The case is just one in a string of lawsuits since 2014 that have alleged forced and unpaid or underpaid labor inside ICE detention centers, where thousands of people are locked up nationwide not because they’ve committed a crime, but because they’re waiting for a judge to decide their immigration case—or for ICE to deport them. The “voluntary work program” in which detainees are paid around $1 per day also exists in immigration detention centers run by GEO’s competitor, CoreCivic, which has also faced lawsuits. People inside the CoreCivic-run Steward Detention Center in Georgia, for instance, alleged in a 2018 case that the company compelled them to work by withholding basic necessities like soap and toilet paper, which they then needed to purchase at the commissary using their work program wages. Similarly, detainees in GEO’s detention center in Adelanto, California, said they were threatened with solitary confinement if they refused to clean.
In Washington, detainees told investigators that they needed to work in order to supplement “meager food rations” and to afford payphone rates. Some buffed floors and painted walls through the night in order to earn money to call their family. People at the facility have gone on hunger strike repeatedly in recent years, protesting living conditions, limited access to medical care, and their continued incarceration during the pandemic.

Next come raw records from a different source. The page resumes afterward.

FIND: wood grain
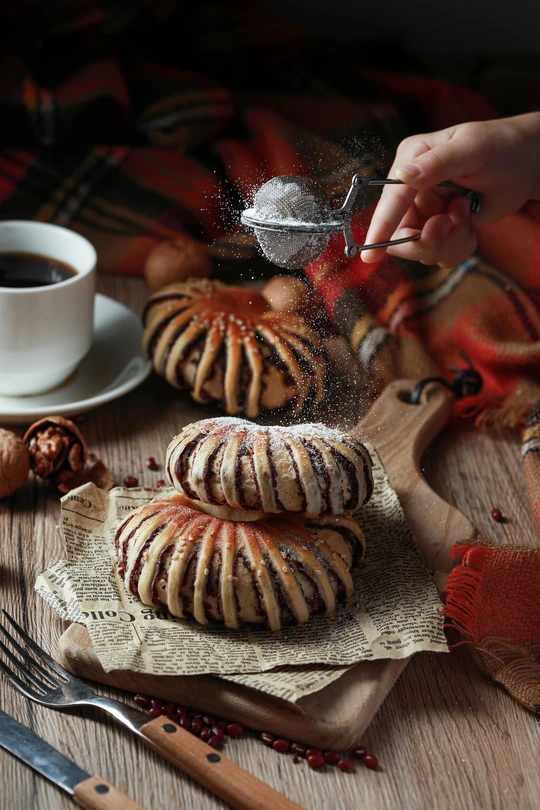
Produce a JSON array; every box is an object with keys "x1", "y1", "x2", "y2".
[
  {"x1": 73, "y1": 776, "x2": 144, "y2": 810},
  {"x1": 59, "y1": 380, "x2": 476, "y2": 750},
  {"x1": 140, "y1": 717, "x2": 301, "y2": 810},
  {"x1": 0, "y1": 278, "x2": 540, "y2": 810}
]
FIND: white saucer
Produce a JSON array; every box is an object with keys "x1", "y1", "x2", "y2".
[{"x1": 0, "y1": 294, "x2": 152, "y2": 425}]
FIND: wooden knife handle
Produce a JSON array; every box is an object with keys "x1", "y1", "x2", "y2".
[
  {"x1": 140, "y1": 717, "x2": 301, "y2": 810},
  {"x1": 73, "y1": 776, "x2": 144, "y2": 810}
]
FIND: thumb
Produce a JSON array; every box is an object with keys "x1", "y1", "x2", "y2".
[{"x1": 394, "y1": 132, "x2": 486, "y2": 189}]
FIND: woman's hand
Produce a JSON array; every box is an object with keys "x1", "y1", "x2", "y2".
[{"x1": 361, "y1": 113, "x2": 540, "y2": 267}]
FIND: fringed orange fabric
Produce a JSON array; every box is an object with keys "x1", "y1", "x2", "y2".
[{"x1": 443, "y1": 541, "x2": 540, "y2": 715}]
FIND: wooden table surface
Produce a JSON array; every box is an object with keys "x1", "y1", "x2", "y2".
[{"x1": 0, "y1": 278, "x2": 540, "y2": 810}]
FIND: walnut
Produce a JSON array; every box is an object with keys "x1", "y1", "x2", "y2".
[
  {"x1": 144, "y1": 236, "x2": 212, "y2": 290},
  {"x1": 0, "y1": 428, "x2": 30, "y2": 498},
  {"x1": 23, "y1": 416, "x2": 87, "y2": 485},
  {"x1": 58, "y1": 458, "x2": 114, "y2": 492}
]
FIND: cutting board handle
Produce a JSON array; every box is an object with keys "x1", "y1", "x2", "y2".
[{"x1": 353, "y1": 380, "x2": 477, "y2": 589}]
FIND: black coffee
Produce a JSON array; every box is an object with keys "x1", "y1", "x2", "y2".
[{"x1": 0, "y1": 253, "x2": 77, "y2": 287}]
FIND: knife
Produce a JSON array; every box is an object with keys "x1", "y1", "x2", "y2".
[{"x1": 0, "y1": 709, "x2": 144, "y2": 810}]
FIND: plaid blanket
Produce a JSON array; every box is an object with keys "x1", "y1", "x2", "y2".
[{"x1": 0, "y1": 0, "x2": 540, "y2": 709}]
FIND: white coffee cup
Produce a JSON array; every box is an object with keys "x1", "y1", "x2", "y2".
[{"x1": 0, "y1": 220, "x2": 96, "y2": 396}]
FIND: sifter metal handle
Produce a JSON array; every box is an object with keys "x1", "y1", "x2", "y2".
[{"x1": 333, "y1": 174, "x2": 482, "y2": 259}]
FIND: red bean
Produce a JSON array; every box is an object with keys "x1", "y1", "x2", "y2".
[
  {"x1": 272, "y1": 739, "x2": 291, "y2": 754},
  {"x1": 161, "y1": 703, "x2": 176, "y2": 714},
  {"x1": 291, "y1": 743, "x2": 307, "y2": 757},
  {"x1": 364, "y1": 754, "x2": 379, "y2": 771},
  {"x1": 338, "y1": 759, "x2": 353, "y2": 773},
  {"x1": 226, "y1": 723, "x2": 244, "y2": 737},
  {"x1": 191, "y1": 717, "x2": 203, "y2": 735}
]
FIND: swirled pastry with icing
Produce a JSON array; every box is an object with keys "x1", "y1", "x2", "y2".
[
  {"x1": 143, "y1": 279, "x2": 326, "y2": 418},
  {"x1": 115, "y1": 494, "x2": 364, "y2": 630},
  {"x1": 166, "y1": 417, "x2": 373, "y2": 520}
]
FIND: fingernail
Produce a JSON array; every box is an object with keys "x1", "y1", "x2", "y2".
[
  {"x1": 441, "y1": 217, "x2": 452, "y2": 239},
  {"x1": 396, "y1": 163, "x2": 422, "y2": 183}
]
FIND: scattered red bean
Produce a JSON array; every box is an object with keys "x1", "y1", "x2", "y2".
[
  {"x1": 225, "y1": 723, "x2": 244, "y2": 737},
  {"x1": 291, "y1": 743, "x2": 307, "y2": 757},
  {"x1": 272, "y1": 739, "x2": 291, "y2": 754},
  {"x1": 338, "y1": 759, "x2": 353, "y2": 773},
  {"x1": 161, "y1": 703, "x2": 176, "y2": 714},
  {"x1": 191, "y1": 717, "x2": 203, "y2": 735},
  {"x1": 364, "y1": 754, "x2": 379, "y2": 771},
  {"x1": 307, "y1": 754, "x2": 324, "y2": 770}
]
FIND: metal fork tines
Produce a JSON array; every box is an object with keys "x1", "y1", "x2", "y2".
[{"x1": 0, "y1": 608, "x2": 148, "y2": 733}]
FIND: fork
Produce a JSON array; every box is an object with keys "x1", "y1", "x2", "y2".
[{"x1": 0, "y1": 609, "x2": 301, "y2": 810}]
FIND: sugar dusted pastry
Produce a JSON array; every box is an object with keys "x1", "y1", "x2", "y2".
[
  {"x1": 143, "y1": 279, "x2": 326, "y2": 418},
  {"x1": 115, "y1": 494, "x2": 364, "y2": 630},
  {"x1": 166, "y1": 417, "x2": 373, "y2": 520}
]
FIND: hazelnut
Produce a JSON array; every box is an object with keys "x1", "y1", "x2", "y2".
[
  {"x1": 144, "y1": 236, "x2": 212, "y2": 290},
  {"x1": 0, "y1": 428, "x2": 30, "y2": 498},
  {"x1": 23, "y1": 416, "x2": 87, "y2": 485}
]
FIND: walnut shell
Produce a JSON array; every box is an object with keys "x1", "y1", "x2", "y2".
[
  {"x1": 23, "y1": 416, "x2": 87, "y2": 485},
  {"x1": 58, "y1": 458, "x2": 114, "y2": 492},
  {"x1": 144, "y1": 236, "x2": 213, "y2": 290},
  {"x1": 0, "y1": 428, "x2": 30, "y2": 498}
]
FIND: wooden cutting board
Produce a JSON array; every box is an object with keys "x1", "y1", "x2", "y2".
[{"x1": 59, "y1": 380, "x2": 476, "y2": 750}]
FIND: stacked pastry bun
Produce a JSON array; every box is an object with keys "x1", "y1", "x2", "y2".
[{"x1": 115, "y1": 417, "x2": 373, "y2": 630}]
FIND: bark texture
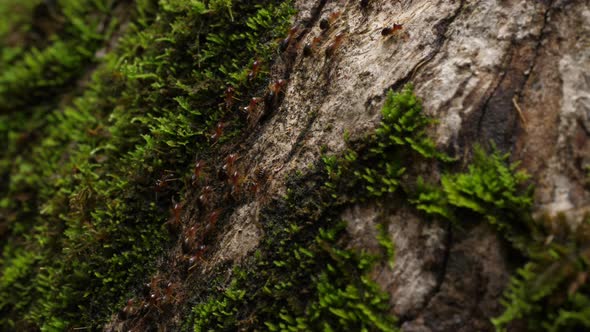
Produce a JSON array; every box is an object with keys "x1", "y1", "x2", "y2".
[{"x1": 183, "y1": 0, "x2": 590, "y2": 331}]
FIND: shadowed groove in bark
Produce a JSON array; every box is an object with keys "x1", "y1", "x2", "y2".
[
  {"x1": 399, "y1": 220, "x2": 453, "y2": 326},
  {"x1": 475, "y1": 2, "x2": 553, "y2": 151},
  {"x1": 365, "y1": 0, "x2": 466, "y2": 109}
]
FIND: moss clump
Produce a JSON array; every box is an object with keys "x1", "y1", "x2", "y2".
[
  {"x1": 493, "y1": 215, "x2": 590, "y2": 331},
  {"x1": 0, "y1": 1, "x2": 293, "y2": 330}
]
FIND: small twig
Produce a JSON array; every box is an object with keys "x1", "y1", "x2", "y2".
[{"x1": 512, "y1": 96, "x2": 526, "y2": 131}]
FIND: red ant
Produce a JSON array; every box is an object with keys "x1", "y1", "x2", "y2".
[
  {"x1": 244, "y1": 97, "x2": 262, "y2": 118},
  {"x1": 199, "y1": 186, "x2": 213, "y2": 204},
  {"x1": 172, "y1": 197, "x2": 184, "y2": 225},
  {"x1": 229, "y1": 171, "x2": 243, "y2": 193},
  {"x1": 155, "y1": 173, "x2": 178, "y2": 192},
  {"x1": 191, "y1": 160, "x2": 205, "y2": 186},
  {"x1": 188, "y1": 245, "x2": 207, "y2": 271},
  {"x1": 211, "y1": 122, "x2": 225, "y2": 144},
  {"x1": 225, "y1": 85, "x2": 236, "y2": 109},
  {"x1": 320, "y1": 11, "x2": 341, "y2": 31},
  {"x1": 222, "y1": 153, "x2": 240, "y2": 175},
  {"x1": 269, "y1": 79, "x2": 287, "y2": 95},
  {"x1": 182, "y1": 226, "x2": 197, "y2": 252},
  {"x1": 166, "y1": 197, "x2": 184, "y2": 233},
  {"x1": 381, "y1": 23, "x2": 404, "y2": 37},
  {"x1": 248, "y1": 60, "x2": 262, "y2": 81},
  {"x1": 122, "y1": 299, "x2": 141, "y2": 318},
  {"x1": 203, "y1": 210, "x2": 221, "y2": 238},
  {"x1": 265, "y1": 79, "x2": 287, "y2": 113},
  {"x1": 161, "y1": 282, "x2": 178, "y2": 304},
  {"x1": 326, "y1": 33, "x2": 344, "y2": 57},
  {"x1": 246, "y1": 180, "x2": 259, "y2": 194},
  {"x1": 279, "y1": 27, "x2": 299, "y2": 52},
  {"x1": 303, "y1": 37, "x2": 322, "y2": 57}
]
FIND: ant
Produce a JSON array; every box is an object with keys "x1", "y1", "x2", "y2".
[
  {"x1": 191, "y1": 160, "x2": 205, "y2": 186},
  {"x1": 201, "y1": 209, "x2": 221, "y2": 242},
  {"x1": 248, "y1": 60, "x2": 262, "y2": 81},
  {"x1": 211, "y1": 122, "x2": 225, "y2": 144},
  {"x1": 122, "y1": 299, "x2": 141, "y2": 318},
  {"x1": 381, "y1": 23, "x2": 404, "y2": 37},
  {"x1": 199, "y1": 186, "x2": 213, "y2": 204},
  {"x1": 326, "y1": 33, "x2": 344, "y2": 57},
  {"x1": 303, "y1": 37, "x2": 322, "y2": 57},
  {"x1": 182, "y1": 226, "x2": 197, "y2": 252},
  {"x1": 229, "y1": 171, "x2": 243, "y2": 194},
  {"x1": 162, "y1": 282, "x2": 178, "y2": 304},
  {"x1": 269, "y1": 79, "x2": 287, "y2": 96},
  {"x1": 320, "y1": 11, "x2": 341, "y2": 31},
  {"x1": 222, "y1": 153, "x2": 240, "y2": 175},
  {"x1": 155, "y1": 173, "x2": 178, "y2": 192},
  {"x1": 244, "y1": 97, "x2": 262, "y2": 118},
  {"x1": 188, "y1": 245, "x2": 207, "y2": 272},
  {"x1": 279, "y1": 27, "x2": 299, "y2": 52},
  {"x1": 166, "y1": 197, "x2": 184, "y2": 233},
  {"x1": 172, "y1": 197, "x2": 184, "y2": 225},
  {"x1": 264, "y1": 79, "x2": 287, "y2": 113},
  {"x1": 225, "y1": 85, "x2": 236, "y2": 109},
  {"x1": 246, "y1": 179, "x2": 259, "y2": 195}
]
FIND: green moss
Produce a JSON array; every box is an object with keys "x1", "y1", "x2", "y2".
[{"x1": 0, "y1": 1, "x2": 293, "y2": 330}]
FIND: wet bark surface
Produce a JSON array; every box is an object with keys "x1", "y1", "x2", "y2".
[{"x1": 103, "y1": 0, "x2": 590, "y2": 331}]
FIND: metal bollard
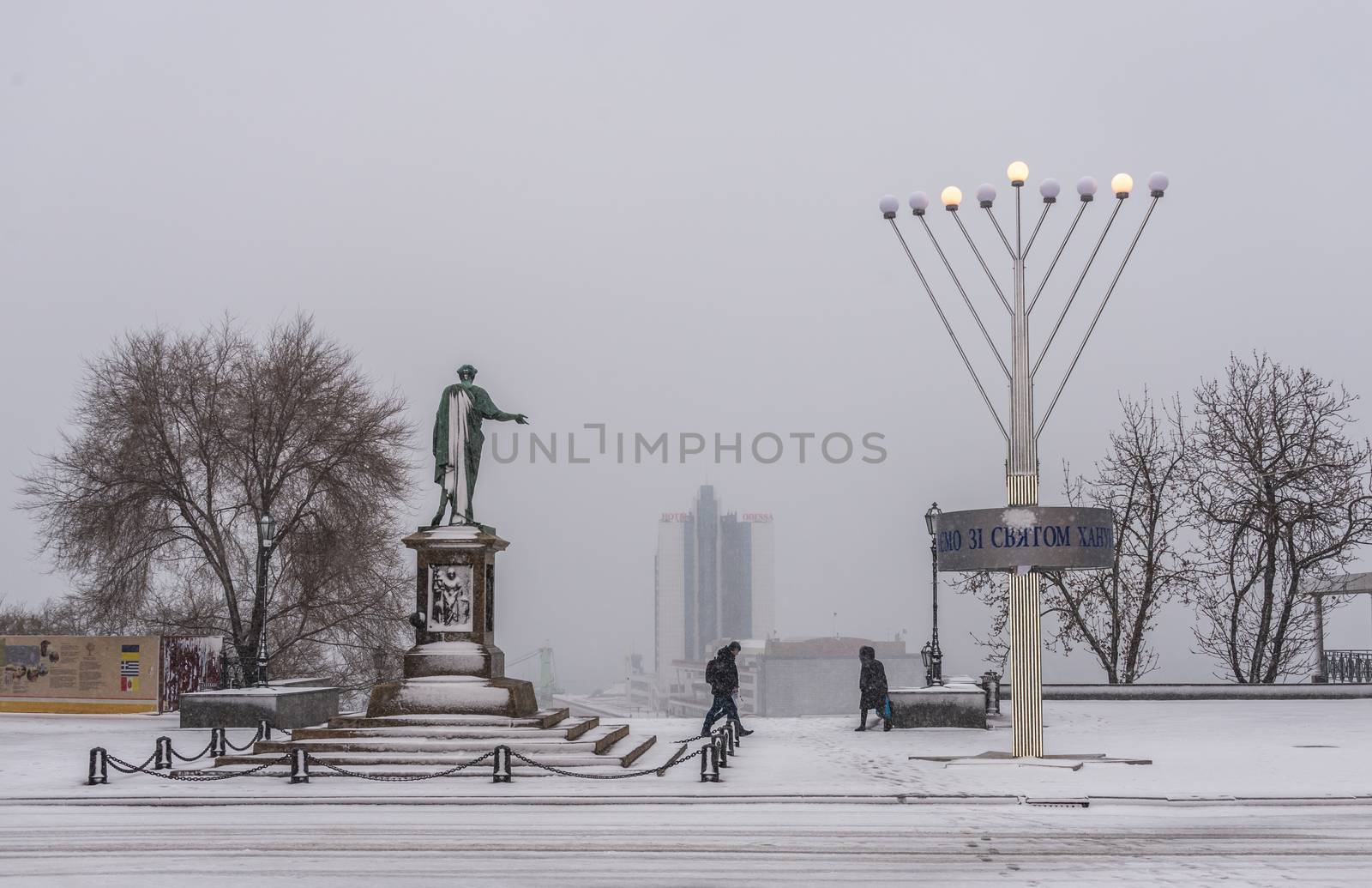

Andrew Free, an attorney involved in the Washington case and many of the other lawsuits, said he expects GEO to appeal the jury’s decision. But the case could have implications for other dollar-a-day cases in which Free says GEO has used similar legal defenses. “Yesterday is the last day that GEO could honestly say that no court in the world had ever found people in this situation eligible for minimum wage,” Free said on Thursday morning, as he prepared to begin the second phase of the trial, which will determine exactly how much the company owes its workers and the state.